Dad's Face | Teen Ink

Dad's Face

October 14, 2018
By lucyperks BRONZE, Kensington, New Hampshire
lucyperks BRONZE, Kensington, New Hampshire
1 article 0 photos 0 comments

“Be careful with your fathers face!” I heard my mom say as I packed the wooden pot into one of many boxes leaving for a state that seemed halfway across the world. Face? I thought, How is this Dad’s face? I studied the shiny pot formed by tiny pieces of wood fitting together like puzzle pieces. I thought about my dad who I hadn't seen in two months because he was looking at a new job in New Hampshire. As I thought about the pot and my dad together, it made sense to me how they were one and the same.

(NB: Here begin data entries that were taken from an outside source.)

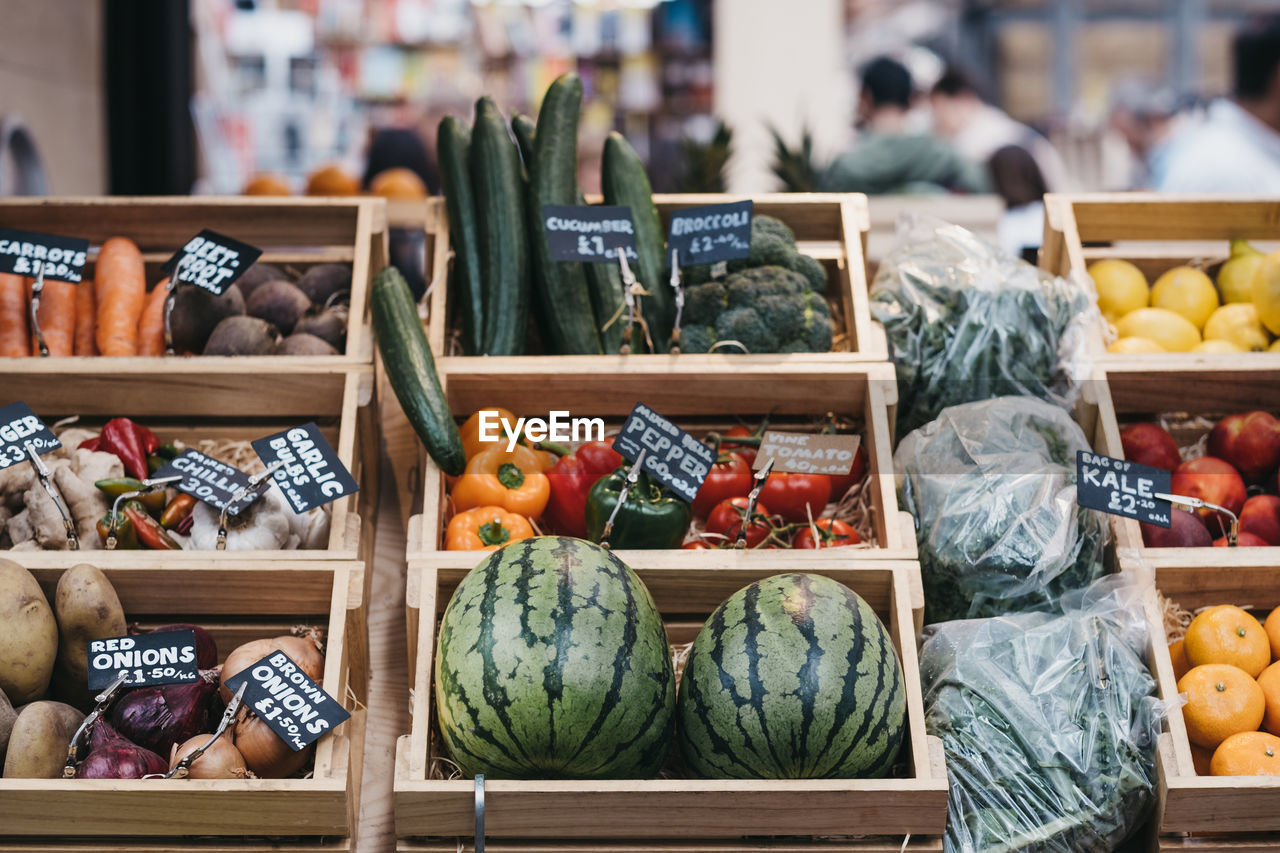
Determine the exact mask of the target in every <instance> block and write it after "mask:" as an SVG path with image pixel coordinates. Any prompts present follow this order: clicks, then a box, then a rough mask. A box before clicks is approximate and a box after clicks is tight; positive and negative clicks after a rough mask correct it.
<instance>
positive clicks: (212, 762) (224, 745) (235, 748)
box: [169, 734, 252, 779]
mask: <svg viewBox="0 0 1280 853" xmlns="http://www.w3.org/2000/svg"><path fill="white" fill-rule="evenodd" d="M212 736H214V735H212V734H198V735H196V736H195V738H192V739H189V740H186V742H183V743H179V744H174V747H173V749H172V751H170V752H169V770H173V768H174V767H177V766H178V762H179V761H182V760H183V758H186V757H187V756H189V754H191V753H193V752H196V749H197V748H200V747H201V745H204V744H205V743H209V739H210V738H212ZM251 775H252V774H250V772H248V770H247V768H246V766H244V756H242V754H239V749H237V748H236V745H234V744H233V743H232V740H230V735H229V734H223V736H220V738H219V739H218V740H215V742H214V743H211V744H209V749H205V752H204V754H201V756H200V758H196V760H195V761H193V762H191V766H189V767H188V768H187V777H188V779H248V777H250V776H251Z"/></svg>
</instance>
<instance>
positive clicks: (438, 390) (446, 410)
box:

The pot was thin at the bottom and bulbous at the top making a shape that resembled a teardrop, or his round bald head that I held onto every time I sat atop his shoulders at zoos or concerts or long hikes through the cities trails.

The beautiful glossy glaze on the pot looked the same way that his head looked when we would play out in the sun and he would put about a bottle and a half of sunscreen on his head. Or when he would get his head wet after my swimming lessons as he was teaching me how to have an underwater tea party.

The brown and white of the pot resembled his ever aging skin, filled with spots and dots that told the stories of every adventure he had from the days he fished with his friend John as a little boy to all the times he took me out fishing with my little pink fishing rod. The colors were the same ones that I examined on Christmas morning as I crawled into his bed and told him to wake up because Santa had brought him what looked like a telescope but turned out to be golf clubs.

The unbelievably thin material used to construct the pot was his thin layer of manliness that he put up in front a new person he met like a business partner or a friends parent that he met unexpectedly in his boxers when they showed up to collect their daughter after a sleepover. But I knew all it took was little time or a small crack in the surface for all of that to go away and for him to turn into the lovable, nerdy softy that I knew he was.

the intricate design of the wood was his love for math and everything engineering. The small geometric shapes fitting together perfectly showed how his intricate brain worked putting everything in its right and proper place in the world. The pattern was done with the same level of skill that he showed in every project he did from building my mom a new dining room table to fixing my Nintendo when I left the battery in to long and it corroded.

As I wrapped this delicate piece of art in newspaper and set it gingerly into a box, I smiled because for the first time, going to New Hampshire wouldn’t mean leaving my friends but rather seeing my dad again. When I got there, as I was helping him unpack the boxes into the new strange house, I pulled out the pot and carefully, taped him on the shoulder and asked, “Where do you want your face?”  He looked puzzled as if I was speaking in another language. So again I said, “Where do you want your face? I think we should put it somewhere special because it's unique just like you.” He smiled and took it out of my hands because I'm sure he thought I was having a mental breakdown or something. He said, “ I’m glad you like it but I don't know why you keep calling it my face, this is just a vase I bought with your mother on our honeymoon.”

“Ohhh,” I said realizing my mistake, “so that's a vase, not a face.”

“Yes,” he said looking confused.

“Well, then I have just the place for it.” I said taking it from him. I brought it out to the front hallway as he followed behind me, and I set it on the picture shelves. “There I said, now I will see it whenever I come through this door.” He smiled and we continued to unpack, laughing about the misunderstanding and talking about all the things a father and a daughter talk about.